Bring your class together and explain that today they will be writing an African Praise Poem using traditional African poets’ techniques.
Read your class the examples on below and discuss together. Now read them again, but this time tap the drum (or substitute) as you read the poems. Ask the class to shout back the lines in italic font. Traditionally, a praise poem would be drummed out, with the audience ‘praising’ too - the italic font is like a chorus that they’d sing to the poet. Ask your class for their views now - do they have any comments on tone, meter and rhythm now the poem has been performed? As a class you need to also discuss each line’s requirements and ask pupils for suggestions. Once you have done this, go through the ideas as a class and write an African Praise Poem. Once the poem is written select / ask a pupil to perform the poem, with the rest of the class joining in the ‘chorus’. Leave this, as well as previous ideas, on the board for pupils to refer to. Now your pupils are ready to write their own poem.
This is a 10-minute activity. Ask pupils to work in pairs to read their poem to their partner. Their partner is to provide feedback; something they like about the poem and a suggestion on how it could be improved.
More capable children can be given the challenge of using suggested key words and a selection of poetry techniques to include in their poem. Alternatively, you can ask them to write their poem about a specific person. Less able children can work with a partner / in a small group. You can suggest key words to include in their poem.
This is a 1-hour activity. The activity can be extended by the class re-drafting their poem and illustrating it. The activity is ideal for homework as well as a class activity. Examples can be found on page 2 of this plan.
There are different ways to write an African Praise Poem, but our version is a 5-lined poem, with a one-lined chorus that is repeated after every line. The poem celebrates the life of an individual, giving their name, heritage, and qualities etc, in a rhythmical style. Our guidelines are for writing the poem about you.
Line 1 - Introduce yourself : ‘I am ...’.
Line 2 - Tell us something about your heritage - where you are from, your family etc, in a descriptive manner.For example, if you were born in a car, you could be ‘Born on wheels’. Or you could tell us about your family by saying something like, ‘Darling daughter to a crime-fighter (policeman) and paper queen (office worker), super sister to the beast (teenage brother) and the tiny, pink gem (baby sister).
Line 3 - Compare yourself to an animal / natural occurrence (storm, rain, seasons etc) without using ‘like’ or ‘as’ (no similes allowed!).

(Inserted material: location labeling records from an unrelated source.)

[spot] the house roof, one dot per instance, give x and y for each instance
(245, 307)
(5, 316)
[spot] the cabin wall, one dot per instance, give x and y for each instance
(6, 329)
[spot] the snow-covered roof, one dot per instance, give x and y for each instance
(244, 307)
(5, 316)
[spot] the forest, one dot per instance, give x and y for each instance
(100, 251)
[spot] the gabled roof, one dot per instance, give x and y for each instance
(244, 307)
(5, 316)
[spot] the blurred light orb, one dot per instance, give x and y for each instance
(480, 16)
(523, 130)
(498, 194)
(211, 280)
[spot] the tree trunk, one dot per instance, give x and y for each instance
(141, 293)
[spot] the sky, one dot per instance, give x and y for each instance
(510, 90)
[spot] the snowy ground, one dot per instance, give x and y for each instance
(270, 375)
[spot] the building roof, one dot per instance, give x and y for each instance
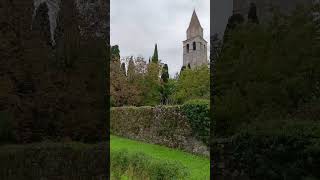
(194, 20)
(194, 28)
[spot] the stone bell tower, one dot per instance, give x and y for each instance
(195, 47)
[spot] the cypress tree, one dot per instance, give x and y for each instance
(182, 68)
(131, 70)
(123, 68)
(155, 55)
(165, 73)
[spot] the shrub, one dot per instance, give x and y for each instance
(198, 115)
(164, 125)
(140, 166)
(47, 160)
(6, 128)
(289, 152)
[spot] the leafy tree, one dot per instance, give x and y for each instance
(118, 83)
(252, 14)
(267, 72)
(193, 84)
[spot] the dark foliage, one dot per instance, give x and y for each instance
(61, 161)
(197, 112)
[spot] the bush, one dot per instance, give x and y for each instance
(163, 125)
(141, 166)
(6, 128)
(61, 161)
(290, 152)
(198, 114)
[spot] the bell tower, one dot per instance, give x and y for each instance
(195, 47)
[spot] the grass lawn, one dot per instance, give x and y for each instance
(199, 166)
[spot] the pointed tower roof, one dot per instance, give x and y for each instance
(194, 28)
(194, 20)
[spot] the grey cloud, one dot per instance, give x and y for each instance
(136, 25)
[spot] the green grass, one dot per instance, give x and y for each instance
(199, 166)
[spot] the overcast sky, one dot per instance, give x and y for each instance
(136, 25)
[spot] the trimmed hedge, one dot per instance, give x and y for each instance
(197, 112)
(290, 153)
(164, 125)
(140, 166)
(54, 161)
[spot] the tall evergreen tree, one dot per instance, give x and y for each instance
(155, 55)
(131, 70)
(115, 52)
(123, 68)
(165, 73)
(182, 69)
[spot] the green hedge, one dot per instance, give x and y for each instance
(172, 126)
(141, 166)
(56, 161)
(292, 152)
(198, 115)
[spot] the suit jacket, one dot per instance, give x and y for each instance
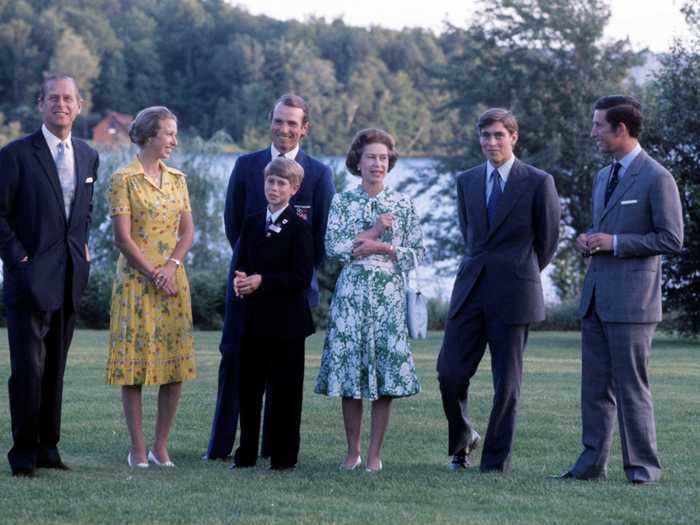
(284, 259)
(33, 223)
(510, 253)
(246, 195)
(645, 213)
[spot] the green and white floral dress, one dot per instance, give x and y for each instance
(366, 354)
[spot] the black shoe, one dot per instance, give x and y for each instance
(23, 472)
(459, 461)
(567, 474)
(283, 467)
(59, 465)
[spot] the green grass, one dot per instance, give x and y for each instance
(414, 487)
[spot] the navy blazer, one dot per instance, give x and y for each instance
(33, 223)
(283, 257)
(513, 250)
(246, 195)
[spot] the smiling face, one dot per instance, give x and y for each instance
(374, 164)
(497, 143)
(606, 138)
(287, 127)
(60, 106)
(278, 191)
(164, 142)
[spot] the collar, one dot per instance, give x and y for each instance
(503, 170)
(276, 215)
(627, 160)
(291, 155)
(53, 141)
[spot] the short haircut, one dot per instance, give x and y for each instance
(293, 101)
(502, 115)
(621, 109)
(369, 136)
(147, 123)
(44, 89)
(287, 169)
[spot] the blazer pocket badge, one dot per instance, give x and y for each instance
(303, 211)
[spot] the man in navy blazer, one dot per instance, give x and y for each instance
(289, 123)
(509, 216)
(46, 187)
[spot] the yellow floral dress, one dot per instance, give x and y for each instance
(150, 332)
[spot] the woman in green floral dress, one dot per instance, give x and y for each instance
(375, 232)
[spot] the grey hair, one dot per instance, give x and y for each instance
(147, 123)
(53, 78)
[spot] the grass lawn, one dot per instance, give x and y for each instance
(415, 486)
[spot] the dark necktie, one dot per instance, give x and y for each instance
(612, 181)
(496, 192)
(65, 176)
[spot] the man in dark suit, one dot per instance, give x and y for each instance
(637, 217)
(274, 267)
(289, 123)
(509, 216)
(46, 187)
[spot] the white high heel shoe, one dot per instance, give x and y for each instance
(153, 459)
(132, 464)
(357, 463)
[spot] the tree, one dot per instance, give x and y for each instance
(673, 137)
(546, 60)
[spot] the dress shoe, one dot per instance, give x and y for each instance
(132, 464)
(153, 459)
(206, 457)
(357, 463)
(459, 461)
(23, 472)
(59, 465)
(375, 470)
(283, 467)
(567, 474)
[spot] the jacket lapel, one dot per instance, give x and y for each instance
(80, 169)
(477, 190)
(43, 155)
(511, 194)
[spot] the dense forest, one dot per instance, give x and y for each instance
(220, 68)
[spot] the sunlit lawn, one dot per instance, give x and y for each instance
(415, 486)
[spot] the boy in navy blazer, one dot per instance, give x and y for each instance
(274, 268)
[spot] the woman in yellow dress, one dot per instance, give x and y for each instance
(151, 316)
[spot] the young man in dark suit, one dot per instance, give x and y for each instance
(509, 216)
(46, 187)
(289, 123)
(274, 268)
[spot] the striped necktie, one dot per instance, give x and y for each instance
(65, 176)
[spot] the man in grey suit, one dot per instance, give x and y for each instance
(637, 217)
(509, 216)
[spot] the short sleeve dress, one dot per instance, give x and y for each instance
(366, 354)
(151, 338)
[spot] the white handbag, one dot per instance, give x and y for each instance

Line 4 - Compare yourself to a different animal / natural occurrence (storm, rain, seasons etc) without using ‘like’ or ‘as’ (no similes allowed!).
Line 5 - Tell us a great quality you have using ‘I am ...’ and repeat a word that describes you perfectly, a few times. Chorus - Your chorus needs to praise you - imagine the audience chanting it back at you. It needs to be a short line that keeps the rhythm of your poem. Write this line in a different colour pen, or type in a different colour or font so the chorus is obvious.